Journal d'un curé de campagne Fr. N&B 1950 117' ; R., Sc. R. Bresson d'après le roman de Bernanos ; Ph. Léonce-Henry Burel ; Déc. Pierre Charbonnier ; Cam. Robert Juillard ; Mont. Paulette Robert ; M. Jean-Jacques Grünenwald ; Pr. Union Générale Cinématographique (Robert Sussfeld) ; Int.
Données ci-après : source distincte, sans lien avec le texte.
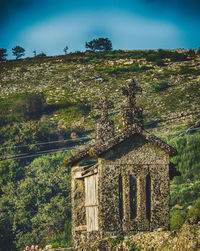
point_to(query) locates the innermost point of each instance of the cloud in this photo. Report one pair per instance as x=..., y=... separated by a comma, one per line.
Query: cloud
x=126, y=31
x=10, y=7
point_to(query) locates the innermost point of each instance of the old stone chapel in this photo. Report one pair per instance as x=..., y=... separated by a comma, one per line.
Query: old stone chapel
x=120, y=182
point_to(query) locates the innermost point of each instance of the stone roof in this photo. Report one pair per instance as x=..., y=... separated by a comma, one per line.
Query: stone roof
x=98, y=147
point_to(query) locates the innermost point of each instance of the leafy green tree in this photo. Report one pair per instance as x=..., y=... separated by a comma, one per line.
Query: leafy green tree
x=3, y=54
x=41, y=55
x=100, y=44
x=18, y=51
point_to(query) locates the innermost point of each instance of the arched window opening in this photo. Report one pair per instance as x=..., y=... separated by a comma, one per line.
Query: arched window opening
x=133, y=197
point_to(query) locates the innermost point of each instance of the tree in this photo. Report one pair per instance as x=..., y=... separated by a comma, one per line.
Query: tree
x=41, y=55
x=65, y=50
x=3, y=54
x=18, y=51
x=100, y=44
x=34, y=53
Claude Laydu (le curé d'Ambricourt), Nicole Ladmiral (Chantal), Nicole Maurey (Mlle Louise), Armand Guibert (le curé de Torcy), Marie-Monique Arkell (la comtesse), Jean Riveyre (le comte), Antoine Balpêtré (le docteur Delbende), Jean Danet (Olivier), Martine Lemaire (Séraphita), Bernard Hubrenne (Dufréty), Yvette Etiévant (la compagne de Dufréty).

    
Narrées de concert par les pages du journal à l'image et par la voix de l'auteur énonçant ce qu'il est en train d'écrire, ce sont les luttes morales que le jeune curé d'Ambricourt en Artois, son premier poste, doit mener contre les paroissiens et la hiérarchie pour pouvoir accomplir sa mission spirituelle, malgré un épuisement chronique dû à un estomac malade, ne tolérant que le pain trempé dans du vin sucré.
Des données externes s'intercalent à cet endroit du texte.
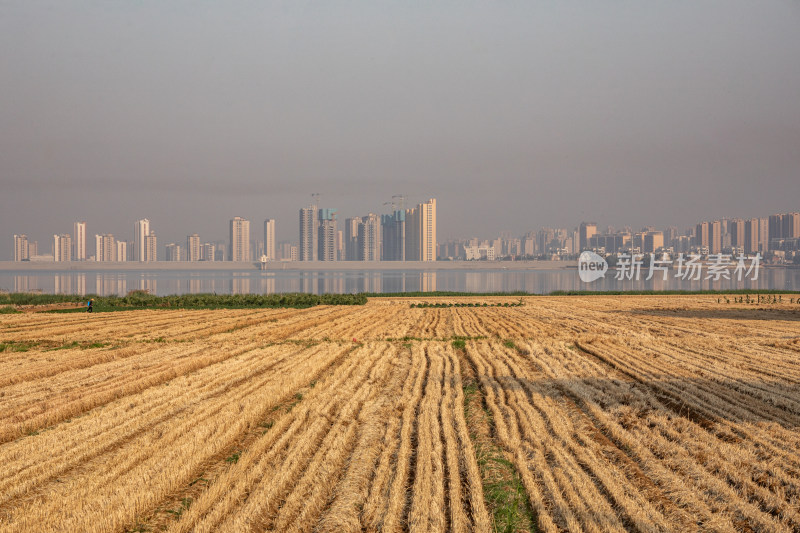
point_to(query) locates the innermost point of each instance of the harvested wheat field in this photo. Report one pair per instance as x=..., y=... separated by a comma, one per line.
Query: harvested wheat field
x=601, y=413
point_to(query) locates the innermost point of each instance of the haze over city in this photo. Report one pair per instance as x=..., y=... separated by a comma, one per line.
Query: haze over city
x=515, y=116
   Son seul soutien visible est le curé de Torcy, homme solide et réconfortant, qui semble pourtant avoir des conceptions un peu trop pragmatiques pour le jeune prêtre passionné de la Sainte Agonie. Un avare exige pour sa femme un enterrement digne à un tarif ridicule. Le nouveau curé a des difficultés avec sa catéchumène Séraphita, qui le provoque avec la complicité des autres fillettes : "vous avez de beaux yeux", dit-elle, ce qui fait pouffer les autres, embusquées derrière la porte. Mais le jour où un grave malaise le terrasse dans la boue, c'est elle qui prendra soin de lui et lavera des vomissures son visage.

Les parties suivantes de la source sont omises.